Some of my fellow mystery bloggers, like JJ and SaHR, have labeled this murder as a locked room mystery, which is not only incorrect, but it sells short what Penny tried to do here. Beale observed that "nobody could have done the murder," but, as the explanation shows, the crime-scene was hardly a locked room under close, unwavering observation. There were several ways in, and out, of the bedroom. However, these entrances and exits resembled an obstacle course, or maze, comprising of latched windows, a door with a noisy lock, an occupied dressing-room and ticking clocks – through which the murderer had plotted a route. Beale had to find this way to get in, and out, of the room without being seen or heard. Something very different, but just as intriguing, as a good, old-fashioned locked room puzzle.

Penny wisely decided to keep the pool of potential murderer's as small as possible and placed only a handful of people inside the house at the time of the murder. There's the victim's greedy, unlikable daughter and son-in-law, Mildred and Richard Dyson. A spinster daughter and qualified nurse, Sybil Everett, who has been taking care of her father since his first heart attack. The victim's niece and someone Beale believes to be entirely innocent, Evelyn Stoddert, and his physician, Dr. Malcolm Rider. And then there's always the outside possibility, Carew.
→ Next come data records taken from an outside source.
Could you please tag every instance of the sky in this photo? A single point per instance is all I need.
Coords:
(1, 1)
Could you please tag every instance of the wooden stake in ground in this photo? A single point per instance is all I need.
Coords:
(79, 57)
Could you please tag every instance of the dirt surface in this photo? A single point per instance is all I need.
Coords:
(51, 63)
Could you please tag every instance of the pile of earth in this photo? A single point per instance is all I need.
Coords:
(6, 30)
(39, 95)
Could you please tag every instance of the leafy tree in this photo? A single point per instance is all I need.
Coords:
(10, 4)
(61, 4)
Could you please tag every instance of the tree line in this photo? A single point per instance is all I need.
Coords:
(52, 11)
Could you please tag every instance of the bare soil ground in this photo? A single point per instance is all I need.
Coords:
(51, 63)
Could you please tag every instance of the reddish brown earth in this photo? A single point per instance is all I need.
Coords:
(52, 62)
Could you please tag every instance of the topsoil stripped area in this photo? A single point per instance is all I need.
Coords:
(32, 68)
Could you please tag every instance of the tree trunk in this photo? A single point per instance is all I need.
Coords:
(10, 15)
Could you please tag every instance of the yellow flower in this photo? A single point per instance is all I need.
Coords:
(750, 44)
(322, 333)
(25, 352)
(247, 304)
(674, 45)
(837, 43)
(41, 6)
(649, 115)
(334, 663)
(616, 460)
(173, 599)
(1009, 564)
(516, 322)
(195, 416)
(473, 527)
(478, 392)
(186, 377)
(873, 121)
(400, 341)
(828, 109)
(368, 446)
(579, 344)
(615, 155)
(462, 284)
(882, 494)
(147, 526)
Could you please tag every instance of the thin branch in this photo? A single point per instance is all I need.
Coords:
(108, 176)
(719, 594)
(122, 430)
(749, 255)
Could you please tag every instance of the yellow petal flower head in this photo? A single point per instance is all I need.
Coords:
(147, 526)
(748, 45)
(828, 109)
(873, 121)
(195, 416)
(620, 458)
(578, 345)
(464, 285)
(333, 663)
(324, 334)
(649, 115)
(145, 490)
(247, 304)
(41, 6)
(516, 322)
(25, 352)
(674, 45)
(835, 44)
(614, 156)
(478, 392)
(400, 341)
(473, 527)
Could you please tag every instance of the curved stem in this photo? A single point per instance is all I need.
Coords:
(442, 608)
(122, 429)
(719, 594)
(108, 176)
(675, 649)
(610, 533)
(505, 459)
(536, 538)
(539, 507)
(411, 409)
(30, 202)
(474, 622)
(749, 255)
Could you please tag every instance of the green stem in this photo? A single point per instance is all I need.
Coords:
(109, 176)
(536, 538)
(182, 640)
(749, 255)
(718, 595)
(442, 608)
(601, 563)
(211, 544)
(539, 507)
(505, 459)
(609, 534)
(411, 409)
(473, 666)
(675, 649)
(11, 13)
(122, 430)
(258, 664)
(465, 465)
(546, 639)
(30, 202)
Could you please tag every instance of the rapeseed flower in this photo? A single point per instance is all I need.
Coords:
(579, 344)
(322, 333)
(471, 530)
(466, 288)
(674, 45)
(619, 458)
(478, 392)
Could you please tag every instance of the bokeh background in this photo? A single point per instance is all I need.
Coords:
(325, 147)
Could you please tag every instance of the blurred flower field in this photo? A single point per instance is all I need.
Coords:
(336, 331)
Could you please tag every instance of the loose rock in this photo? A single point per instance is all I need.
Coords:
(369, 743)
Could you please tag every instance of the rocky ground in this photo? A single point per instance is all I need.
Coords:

Beale methodically tries to find a way out of this maze-like problem, littered with such clues as "a squashed snail," a packet of taunting letters and a fatal assumption on the murderer's part, which even the most observant reader is likely to miss or overlook – until its spelled out during the denouement. This is indeed makes for a very densely, sometimes slowly moving, but a solid, plot-driven, detective novel. Penny shared most of clues fairly with the reader, because, as the Challenge to the Reader states, there's "not much point in setting a problem that nobody can solve except the setter and his puppets." My only complaint is that the motive of the murderer is only foreshadowed. This prevents the reader from comfortably settling on the murderer, because you're never quite sure about the motivation of this person. I also thought the nature of the motive was a little out of place in, what had been up to that point, a purely an intellectual game between author and reader.

Nevertheless, the plot is undeniable a piece of old-world craftsmanship and it didn't bother me there were conveniently converging plot-threads that complicated the overall scheme, because Penny handled them with care and skill. A plot that could have easily become a mess. You can easily envision the solution and follow along with Beale's explanation, but, more importantly, the murderer's pathway into the bedroom and another, well-hidden alibi-trick were (for me) the absolute highlights of a clever, complicated, but satisfying, detective story. Recommended to everyone who prefers a big hunk of meat on their plots!

So, all in all, I think it's safe to say Penny has redeemed himself with Policeman in Armour and will resume my exploration of Chief Inspector Beale's casebook later this year, but, while JJ was right on this occasion, he's not off the hook yet. He still has a strike against for him that last manuscript comment.